The idea, much as it was with printed content, is to archive the U.K.’s cultural and intellectual output. The libraries — including the British Library, the national libraries of Scotland and Wales, Trinity College Library Dublin, the Bodleian Libraries and Cambridge University Library — will be allowed to scrape and store everything on the .uk domain, and to demand copies of ebooks, e-journals and even CD-ROMs published in the U.K.
Here’s an interesting snippet from the FAQs:
“Legal Deposit Libraries will copy U.K.-published material from the internet, including freely accessible material on the open web. They are also entitled to harvest copies of password-protected or paid-for material, but are putting alternative arrangements in place for any publisher who prefers to deliver such material to them instead.”
A British Library spokesman confirmed to me on Friday that this was a reference to paywalled content. However, given that people will only be able to access the archive by physically visiting the libraries in question, and that there will be a seven-day lag between publication and archiving, that shouldn’t be too much of a problem for the publishers.
The spokesman said social media output would also be included, “as long as it is U.K.-based and openly available on the web,” and confirmed that this includes identifiably U.K.-based individuals’ Twitter feeds, although “we’d need to select people because it’s a .com” — no Library of Congress-style catch-all approach, then.
“The main thing we’re trying to capture first time round is .uk domain websites,” the spokesman added, while also stressing that no non-public social media material would be scraped.
On the book publishing side, The Bookseller reported that priority will be given to ebook-only publishers. This is presumably because those who aren’t ebook only are already submitting their books under the previously existing legal deposit scheme.

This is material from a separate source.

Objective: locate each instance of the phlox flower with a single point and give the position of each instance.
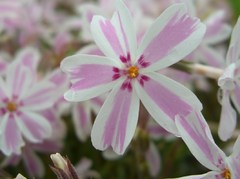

So why is this all happening? As my colleague Mathew Ingram pointed out last year, digital content can often be ephemeral and easily lost. That sentiment was echoed on Friday by British Library chief executive Roly Keating:
“Ten years ago, there was a very real danger of a black hole opening up and swallowing our digital heritage, with millions of web pages, e-publications and other non-print items falling through the cracks of a system that was devised primarily to capture ink and paper.
The regulations now coming into force make digital legal deposit a reality, and ensure that the Legal Deposit Libraries themselves are able to evolve — collecting, preserving and providing long-term access to the profusion of cultural and intellectual content appearing online or in other digital formats.”
The U.K. is not the first country to update its legal deposit rules in this way – similar requirements are in place inDenmark, Finland, Sweden and New Zealand.